The landscape of telehealth is rapidly changing. As more and more data is collected on the efficacy of telehealth, patients’ willingness to use the technology and the savings it presents to our healthcare system, more and more legislation is being passed in support of telehealth practices. With this rapidly evolving field, providers should feel positive about adopting telehealth into their practice.
Getting reimbursed for telehealth services varies by state and by payer. The ever changing landscape makes it an exciting time for telehealth providers, but it can also be confusing to navigate.
About 15% of Americans are enrolled in Medicare, making it an important player in the evolution of reimbursement for telehealth services. There are a number of factors that dictate fee-for-service reimbursement through Medicare. The two biggest factors dictating reimbursement include the patient setting and geographical location. Medicare requires the originating site (where the patient is located) to be a covered clinical setting (e.g., hospital, physician’s office and other).
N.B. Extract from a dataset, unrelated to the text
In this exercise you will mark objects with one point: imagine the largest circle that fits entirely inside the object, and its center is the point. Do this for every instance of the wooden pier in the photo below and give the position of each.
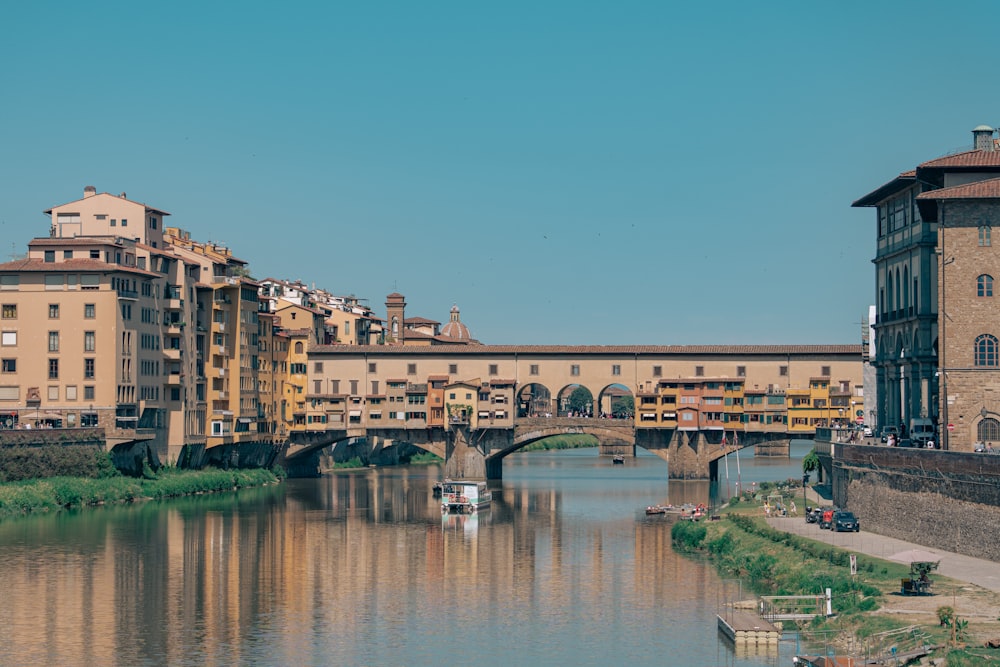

Additionally, the patient must be in a HPSA (Health Professional Shortage Area). To see what areas qualify as a HPSA, use the CMS search tool.
Though reimbursement for telehealth services is limited due to “originating site” restrictions, it is worth noting that many of those enrolled in Medicare Advantage are currently covered for telehealth services, regardless of location.
Each state determines how it will reimburse for telehealth services under Medicaid, so terms can vary greatly from state to state. Currently, 49 states and the D.C. offer some type of telehealth coverage. Each state has slightly different policies. You can look up your state’s coverage terms on this interactive map. Medicaid expands the definition of originating site and includes the patient’s home in about 25 different states. New polices are being adopted at a rapid pace to expand Medicaid’s coverage for telehealthservices. Consult your state’s Medicaid website for more information.
It is promising to see so many private insurance companies reimbursing for telehealth services. These companies rarely do anything that is not proven cost-effective, so this paves a bright future for telehealth services. Currently, 29 states have parity laws in place, which specify that providers must be reimbursed for telehealth services at the same rate as in-person services. Many of the big insurance companies, such as BCBS, Aetna and UnitedHealthcare cover telehealth services under many of their policies.
There are positive indicators that telehealth is being more broadly adopted across all the payer types. As advocates work with legislators to highlight the lower cost and improved care that telehealth provides patients, providers should see positive changes implemented that will affect their practice.